Pozwana wniosła też o wezwanie spółki (...) sp. Z o.o. w W. w charakterze pozwanego.

odpowiedź na pozew – k. 51-58

Powód S. T. pozwem z dnia 4 maja 2015r. wniósł o zasądzenie od pozwanej (...) Spółka z ograniczoną odpowiedzialnością z siedzibą w W. kwoty 36.203,94 zł netto wraz z ustawowymi odsetkami tytułem niewypłaconego wynagrodzenia za pracę w godzinach nadliczbowych w okresie od dnia 1 kwietnia 2012r. do dnia1 kwietnia 2015r a także zasądzenie od pozwanej na rzecz powoda kosztów procesu, w tym także zastępstwa procesowego według norm prawem przepisanych.

pozew – k. 1072-1079

Postanowieniem z dnia 18 czerwca 2015r. Sąd postanowił na mocy art. 219 kpc. zarządzić połączenie sprawy (...) ze sprawą (...) do łącznego rozpoznania i rozstrzygnięcia. (k. 1135)

W odpowiedzi na pozew powoda (...) Spółka z ograniczoną odpowiedzialnością w W. wniosła o oddalenie powództwa w całości oraz o obciążenie powoda kosztami postępowania sądowego, w tym kosztami zastępstwa procesowego według norm przepisanych oraz wszelkimi innymi wydatkami, które strona pozwana ewentualnie poniesie.

odpowiedź na pozew – k. 1146-1152

Na rozprawie w dniu 30 września 2015r. sąd oddalił wniosek strony pozwanej o dopozwanie (...) .

(k. 1281)

W piśmie procesowym z dnia 14 października 2015r. pełnomocnik powodów podał dochodzoną przez powoda K. K. kwotę brutto w rozbiciu na kwotę dochodzoną tytułem nadgodzin – 24.818 zł oraz tytułem ekwiwalentu za niewypłacony urlop wypoczynkowy za 2014r. – 1.182 zł. (1293). W dalszym piśmie podał dochodzoną kwotę brutto powoda S. T., tj. 48.569 zł (k. 1444-1445).

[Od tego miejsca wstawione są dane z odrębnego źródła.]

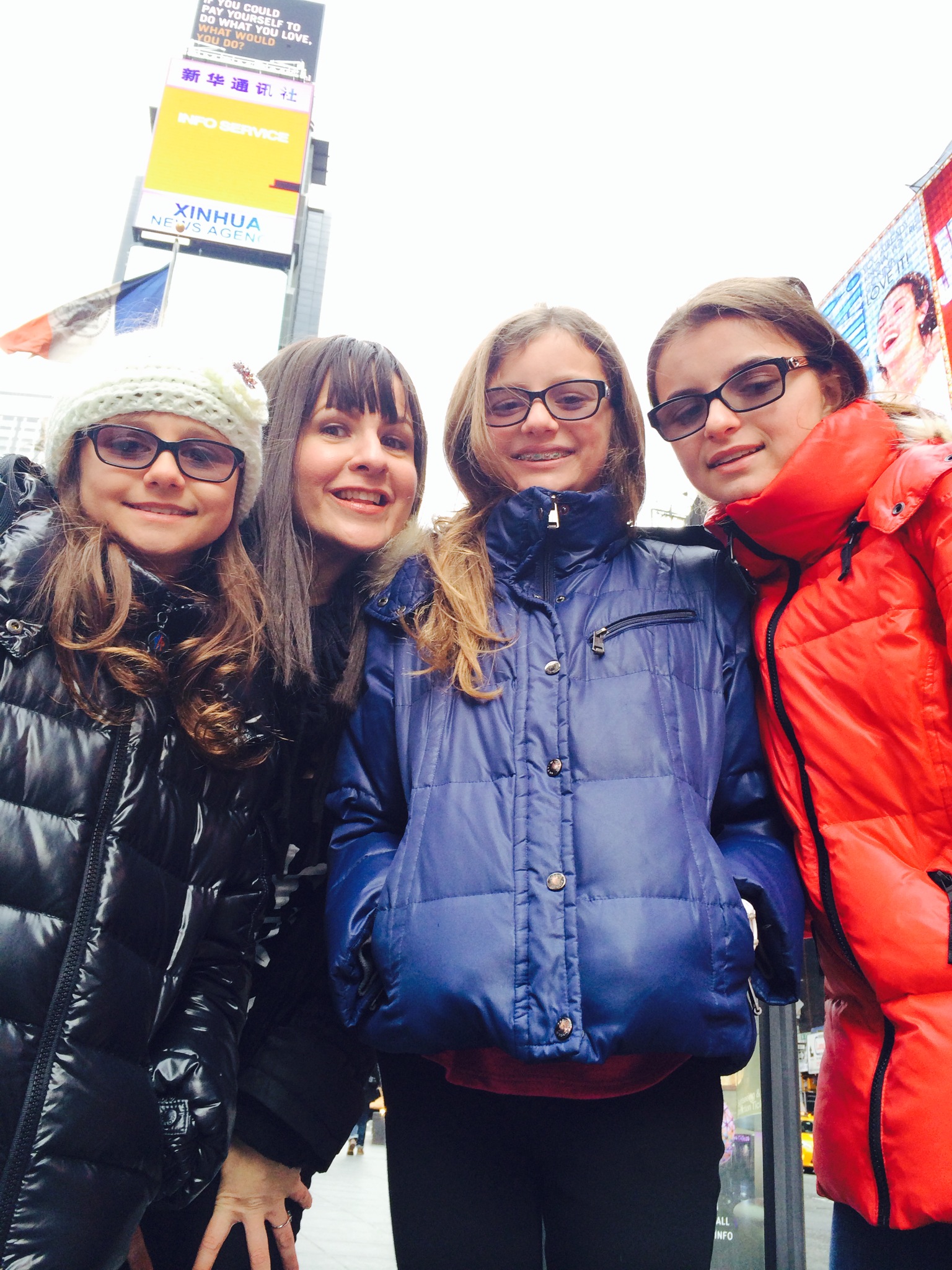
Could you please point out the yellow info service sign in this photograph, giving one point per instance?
(227, 156)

W piśmie procesowym z dnia 30 stycznia 2017r. strona powodowa po raz kolejny zmieniła powództwo, wnosząc o zasądzenie na rzecz powoda A. B. kwoty 26.658,16 zł brutto tytułem przepracowanych nadgodzin zgodnie z wyliczeniami biegłego, z ustawowymi odsetkami, liczonymi od poszczególnych kwot miesięcznych niewypłaconego wynagrodzenia, wyliczonego przez biegłego w opinii; zasądzenie na rzecz powoda K. K. kwotę 18.489,66 zł brutto tytułem przepracowanych nadgodzin zgodnie z wyliczeniami biegłego, z ustawowymi odsetkami od wyszczególnionych kwot miesięcznych, zasądzenie na rzecz powoda S. T.kwotę 51.007,87 zł brutto tytułem przepracowanych nadgodzin zgodnie z wyliczeniami biegłego, z ustawowymi odsetkami. Ponadto wskazano, ponieważ wynagrodzenie z tytułu umowy o pracę wypłacane było do dnia dziesiątego każdego miesiąca, powodowie wnoszą o zasądzenie wyliczonej kwoty z tytułu pracy w godzinach nadliczbowych od dnia następnego, czyli jedenastego każdego miesiąca (k. 2377-2340).

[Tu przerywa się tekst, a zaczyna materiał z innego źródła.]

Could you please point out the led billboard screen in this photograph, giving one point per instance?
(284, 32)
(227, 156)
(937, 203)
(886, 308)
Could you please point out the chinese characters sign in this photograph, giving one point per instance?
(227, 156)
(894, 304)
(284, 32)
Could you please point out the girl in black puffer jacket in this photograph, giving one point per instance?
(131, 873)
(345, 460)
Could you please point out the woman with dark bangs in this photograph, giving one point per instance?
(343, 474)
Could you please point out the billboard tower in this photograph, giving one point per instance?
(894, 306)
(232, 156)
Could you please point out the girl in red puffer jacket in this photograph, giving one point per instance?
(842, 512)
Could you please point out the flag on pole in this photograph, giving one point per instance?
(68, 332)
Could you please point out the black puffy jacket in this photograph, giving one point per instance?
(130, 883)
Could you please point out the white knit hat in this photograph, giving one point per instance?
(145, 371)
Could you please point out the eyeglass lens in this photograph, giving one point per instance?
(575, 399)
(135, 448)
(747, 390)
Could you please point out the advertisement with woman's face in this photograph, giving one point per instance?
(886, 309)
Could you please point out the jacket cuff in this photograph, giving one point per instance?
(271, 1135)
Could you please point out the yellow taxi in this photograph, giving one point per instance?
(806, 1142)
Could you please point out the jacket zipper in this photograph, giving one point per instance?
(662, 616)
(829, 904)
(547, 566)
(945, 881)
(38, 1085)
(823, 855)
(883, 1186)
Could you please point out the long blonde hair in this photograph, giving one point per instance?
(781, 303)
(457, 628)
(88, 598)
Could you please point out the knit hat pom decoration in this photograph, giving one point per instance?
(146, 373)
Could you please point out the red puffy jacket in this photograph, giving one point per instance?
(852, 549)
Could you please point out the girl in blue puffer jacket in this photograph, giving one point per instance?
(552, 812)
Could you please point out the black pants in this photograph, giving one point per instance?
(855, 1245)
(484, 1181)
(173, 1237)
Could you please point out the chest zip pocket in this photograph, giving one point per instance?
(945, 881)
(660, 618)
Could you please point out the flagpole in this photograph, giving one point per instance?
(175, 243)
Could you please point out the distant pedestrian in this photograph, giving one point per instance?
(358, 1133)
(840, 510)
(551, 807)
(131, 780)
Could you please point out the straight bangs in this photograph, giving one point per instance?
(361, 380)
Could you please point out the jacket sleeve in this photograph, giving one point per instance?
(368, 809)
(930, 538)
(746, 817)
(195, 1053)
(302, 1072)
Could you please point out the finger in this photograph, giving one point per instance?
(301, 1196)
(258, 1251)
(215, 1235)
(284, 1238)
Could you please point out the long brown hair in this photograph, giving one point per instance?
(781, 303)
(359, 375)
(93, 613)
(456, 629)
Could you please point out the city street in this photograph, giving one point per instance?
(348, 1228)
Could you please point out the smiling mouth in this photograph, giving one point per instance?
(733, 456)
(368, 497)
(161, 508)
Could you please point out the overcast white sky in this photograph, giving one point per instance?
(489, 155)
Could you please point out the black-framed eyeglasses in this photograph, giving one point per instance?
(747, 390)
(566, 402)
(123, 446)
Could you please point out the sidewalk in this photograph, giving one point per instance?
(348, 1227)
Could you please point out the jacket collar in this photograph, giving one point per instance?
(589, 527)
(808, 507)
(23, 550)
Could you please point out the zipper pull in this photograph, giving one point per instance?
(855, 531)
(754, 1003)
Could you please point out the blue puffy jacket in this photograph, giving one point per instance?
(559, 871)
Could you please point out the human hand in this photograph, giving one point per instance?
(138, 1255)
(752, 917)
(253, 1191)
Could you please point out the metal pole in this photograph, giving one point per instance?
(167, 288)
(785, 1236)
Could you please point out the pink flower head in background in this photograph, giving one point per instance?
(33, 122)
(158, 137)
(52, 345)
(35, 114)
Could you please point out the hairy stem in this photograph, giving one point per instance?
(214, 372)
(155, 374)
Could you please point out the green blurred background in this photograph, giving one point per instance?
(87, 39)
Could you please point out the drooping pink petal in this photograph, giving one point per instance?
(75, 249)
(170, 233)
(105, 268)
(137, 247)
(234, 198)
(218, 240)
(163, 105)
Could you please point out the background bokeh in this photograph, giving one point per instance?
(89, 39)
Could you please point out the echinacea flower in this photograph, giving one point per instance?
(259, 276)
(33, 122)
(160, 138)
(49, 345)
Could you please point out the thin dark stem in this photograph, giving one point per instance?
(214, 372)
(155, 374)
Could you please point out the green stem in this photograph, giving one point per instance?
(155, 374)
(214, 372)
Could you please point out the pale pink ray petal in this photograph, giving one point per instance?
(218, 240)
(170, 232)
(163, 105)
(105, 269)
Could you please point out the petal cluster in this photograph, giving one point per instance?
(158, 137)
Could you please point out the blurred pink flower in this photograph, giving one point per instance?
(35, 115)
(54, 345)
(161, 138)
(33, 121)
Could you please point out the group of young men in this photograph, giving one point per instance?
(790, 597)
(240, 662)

Na rozprawie w dniu 8 lutego 2017r. powodowie wnieśli tak jak w powyższym piśmie procesowym, zaś w pozostałym zakresie, tj. co do kwot, które były wyższe niż w opinii biegłego oraz w zakresie ekwiwalentu o urlop powoda K. K. cofnęli powództwo. Pozwana wyraziła zgodę na cofnięcie powództwa we wskazanym zakresie.

(protokół – k. 2346-2347).

Sąd ustalił następujący stan faktyczny:

Pozwana (...) spółka z ograniczona odpowiedzialnością w W. (na potrzeby uzasadnienia skrót (...)) świadczy usługi ochrony osób i mienia w formie konwojowania wartości pieniężnych.

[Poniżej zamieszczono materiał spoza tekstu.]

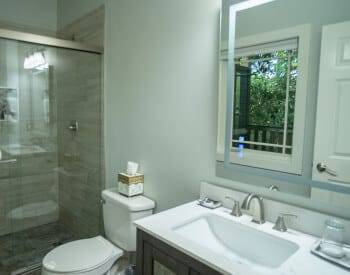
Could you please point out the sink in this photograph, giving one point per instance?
(237, 242)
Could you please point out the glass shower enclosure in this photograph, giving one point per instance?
(50, 150)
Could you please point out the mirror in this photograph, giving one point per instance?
(283, 89)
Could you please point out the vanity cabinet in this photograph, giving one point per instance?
(154, 257)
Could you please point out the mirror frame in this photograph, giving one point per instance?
(275, 175)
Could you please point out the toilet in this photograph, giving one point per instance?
(97, 255)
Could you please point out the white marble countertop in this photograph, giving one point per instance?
(300, 263)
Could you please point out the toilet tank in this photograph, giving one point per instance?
(119, 214)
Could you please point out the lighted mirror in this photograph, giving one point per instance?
(284, 87)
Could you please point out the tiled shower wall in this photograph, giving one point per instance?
(31, 182)
(80, 155)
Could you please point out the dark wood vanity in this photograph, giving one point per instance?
(156, 257)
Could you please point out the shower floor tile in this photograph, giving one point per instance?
(26, 248)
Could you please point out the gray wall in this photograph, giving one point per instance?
(34, 14)
(161, 94)
(161, 98)
(69, 11)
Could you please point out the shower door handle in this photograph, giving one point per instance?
(8, 161)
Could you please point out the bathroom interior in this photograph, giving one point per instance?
(166, 137)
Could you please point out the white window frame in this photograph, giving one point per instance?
(261, 159)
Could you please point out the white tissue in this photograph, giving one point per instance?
(132, 168)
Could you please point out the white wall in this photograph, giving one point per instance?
(69, 11)
(38, 14)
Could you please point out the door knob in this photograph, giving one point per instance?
(322, 167)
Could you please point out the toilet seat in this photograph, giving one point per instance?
(81, 256)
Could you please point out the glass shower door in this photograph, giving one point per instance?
(50, 138)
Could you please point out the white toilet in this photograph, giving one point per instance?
(96, 256)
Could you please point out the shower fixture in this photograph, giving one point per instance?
(35, 60)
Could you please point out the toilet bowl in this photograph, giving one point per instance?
(97, 256)
(93, 256)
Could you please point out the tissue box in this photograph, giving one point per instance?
(130, 185)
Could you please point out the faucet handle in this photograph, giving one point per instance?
(280, 224)
(236, 210)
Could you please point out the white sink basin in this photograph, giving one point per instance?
(237, 242)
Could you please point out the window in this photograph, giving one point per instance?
(270, 88)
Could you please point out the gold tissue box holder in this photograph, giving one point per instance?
(130, 185)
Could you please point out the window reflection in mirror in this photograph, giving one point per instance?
(288, 101)
(265, 85)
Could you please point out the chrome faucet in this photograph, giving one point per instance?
(259, 215)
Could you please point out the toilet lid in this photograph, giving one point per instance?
(80, 255)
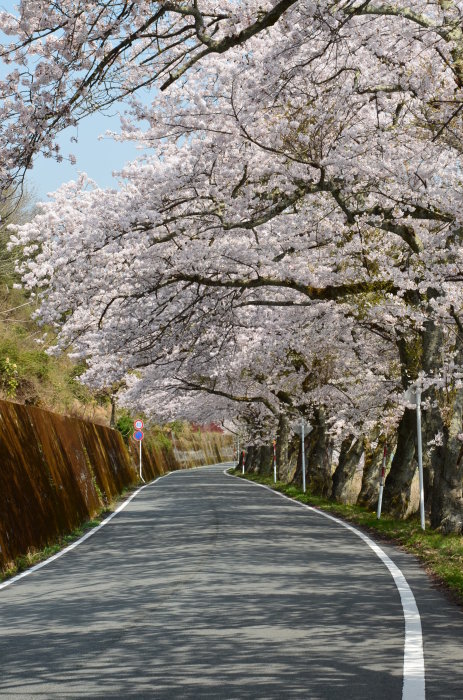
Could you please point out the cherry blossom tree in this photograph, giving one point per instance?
(311, 171)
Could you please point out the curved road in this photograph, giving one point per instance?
(207, 586)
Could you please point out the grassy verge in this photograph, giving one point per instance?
(442, 555)
(35, 556)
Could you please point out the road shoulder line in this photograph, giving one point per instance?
(413, 669)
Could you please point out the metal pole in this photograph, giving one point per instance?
(274, 461)
(141, 474)
(303, 456)
(420, 454)
(381, 483)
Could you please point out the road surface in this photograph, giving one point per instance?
(208, 586)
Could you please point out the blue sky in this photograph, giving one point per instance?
(99, 158)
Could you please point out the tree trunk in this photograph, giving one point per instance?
(398, 483)
(282, 447)
(447, 496)
(112, 420)
(318, 456)
(447, 501)
(349, 458)
(369, 491)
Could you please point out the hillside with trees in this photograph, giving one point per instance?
(291, 246)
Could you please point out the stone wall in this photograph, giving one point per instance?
(56, 472)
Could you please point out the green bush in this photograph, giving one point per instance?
(124, 425)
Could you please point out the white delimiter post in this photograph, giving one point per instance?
(274, 462)
(420, 454)
(303, 456)
(141, 472)
(381, 483)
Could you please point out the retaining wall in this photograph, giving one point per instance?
(56, 472)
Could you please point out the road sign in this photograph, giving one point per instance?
(297, 427)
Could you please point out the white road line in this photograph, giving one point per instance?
(413, 670)
(104, 522)
(75, 544)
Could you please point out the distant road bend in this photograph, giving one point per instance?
(207, 586)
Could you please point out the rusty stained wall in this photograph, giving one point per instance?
(56, 472)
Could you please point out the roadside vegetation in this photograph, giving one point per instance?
(27, 373)
(441, 555)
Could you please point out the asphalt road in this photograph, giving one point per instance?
(207, 586)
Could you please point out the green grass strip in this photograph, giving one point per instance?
(35, 556)
(441, 555)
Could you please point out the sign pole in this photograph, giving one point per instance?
(138, 435)
(141, 473)
(381, 483)
(420, 454)
(303, 456)
(274, 461)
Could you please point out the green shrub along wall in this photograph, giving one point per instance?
(56, 472)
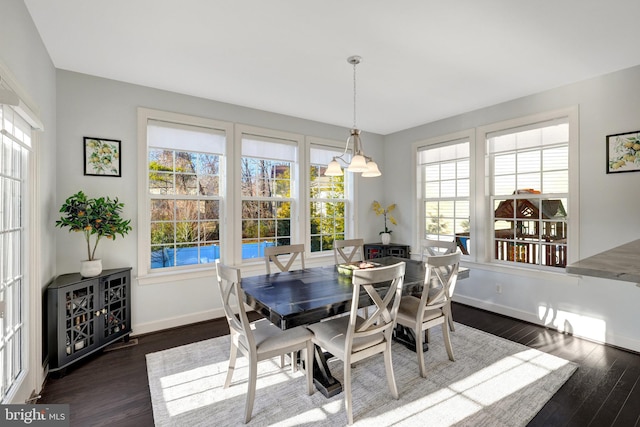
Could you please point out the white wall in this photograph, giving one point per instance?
(23, 54)
(92, 106)
(604, 310)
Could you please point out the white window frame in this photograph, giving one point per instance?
(483, 224)
(30, 376)
(146, 275)
(296, 187)
(350, 183)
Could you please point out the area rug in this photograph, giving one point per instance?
(493, 382)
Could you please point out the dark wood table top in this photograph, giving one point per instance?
(300, 297)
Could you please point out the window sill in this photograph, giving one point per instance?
(560, 275)
(171, 276)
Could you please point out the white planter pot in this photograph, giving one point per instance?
(386, 238)
(90, 268)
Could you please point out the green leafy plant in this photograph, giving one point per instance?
(386, 212)
(99, 217)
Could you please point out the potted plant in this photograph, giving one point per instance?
(94, 218)
(385, 235)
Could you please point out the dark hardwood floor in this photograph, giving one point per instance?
(111, 388)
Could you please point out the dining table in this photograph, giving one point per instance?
(300, 297)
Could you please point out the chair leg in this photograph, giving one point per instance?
(419, 352)
(232, 364)
(450, 317)
(308, 366)
(347, 391)
(251, 389)
(391, 379)
(447, 340)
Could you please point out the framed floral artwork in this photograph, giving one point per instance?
(623, 152)
(102, 157)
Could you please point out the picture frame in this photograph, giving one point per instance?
(102, 157)
(623, 152)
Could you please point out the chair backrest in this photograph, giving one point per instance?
(386, 301)
(271, 254)
(229, 283)
(346, 250)
(441, 276)
(432, 247)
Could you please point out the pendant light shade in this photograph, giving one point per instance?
(333, 169)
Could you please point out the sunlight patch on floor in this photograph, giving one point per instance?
(195, 388)
(577, 324)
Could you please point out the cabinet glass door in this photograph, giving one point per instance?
(115, 304)
(80, 325)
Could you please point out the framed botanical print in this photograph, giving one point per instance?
(623, 152)
(102, 157)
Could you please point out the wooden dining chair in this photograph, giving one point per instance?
(259, 340)
(272, 255)
(431, 247)
(432, 308)
(353, 338)
(349, 250)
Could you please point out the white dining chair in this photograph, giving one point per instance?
(259, 340)
(272, 254)
(431, 247)
(350, 250)
(353, 338)
(432, 308)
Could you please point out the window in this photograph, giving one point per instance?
(328, 201)
(445, 179)
(184, 188)
(268, 168)
(528, 172)
(15, 147)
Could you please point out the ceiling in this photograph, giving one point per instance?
(422, 60)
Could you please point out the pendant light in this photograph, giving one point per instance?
(360, 163)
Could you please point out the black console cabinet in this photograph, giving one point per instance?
(86, 314)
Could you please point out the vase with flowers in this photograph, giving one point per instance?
(385, 235)
(95, 218)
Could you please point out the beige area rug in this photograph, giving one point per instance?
(493, 382)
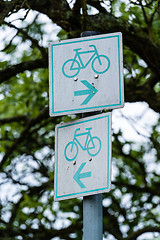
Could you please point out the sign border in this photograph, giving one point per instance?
(109, 152)
(120, 104)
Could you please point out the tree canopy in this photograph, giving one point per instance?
(27, 209)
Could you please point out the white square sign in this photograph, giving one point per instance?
(86, 74)
(83, 157)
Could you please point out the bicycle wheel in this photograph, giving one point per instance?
(71, 151)
(100, 64)
(71, 68)
(94, 146)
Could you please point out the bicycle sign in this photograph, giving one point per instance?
(100, 63)
(86, 74)
(92, 145)
(82, 157)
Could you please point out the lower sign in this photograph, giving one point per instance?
(83, 157)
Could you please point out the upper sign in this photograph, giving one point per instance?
(86, 74)
(83, 157)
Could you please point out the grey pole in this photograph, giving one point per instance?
(92, 205)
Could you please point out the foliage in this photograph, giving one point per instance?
(27, 208)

(...) SA ((...)) zajmowała się obsługą gotówki, tj. przygotowanie gotówki do banków, rozliczaniem gotówki pochodzącej od banków i od klientów, a także przygotowywaniem gotówki do załadowania bankomatów, wreszcie serwisowaniem bankomatów. Serwis to szereg czynności wymaganych umową przez klienta, które uwzględnia rozliczenie bankomatu, zbilansowanie i dokonanie serwisu pierwszego stopnia, a także załadowanie bankomatu środkami pieniężnymi.

(...) ( (...)) Spółka z ograniczoną odpowiedzialnością wywodząca się z grupy (...), została przejęta przez (...) Spółkę Akcyjną w 2012r. Przedmiot działalności obejmuje zakres pozostałej działalności finansowej, działalności wspomagającej usługi finansowe, Działalność ta ukierunkowana jest na zawieranie umów zleceń, których przedmiotem jest m.in. świadczenie usług polegających na obsłudze i serwisowaniu bankomatów oraz wykonywanie czynności zdawczo-odbiorczych związanych z inkasowaniem wartości pieniężnych, a także czynności pomocniczych transportach wartości pieniężnych.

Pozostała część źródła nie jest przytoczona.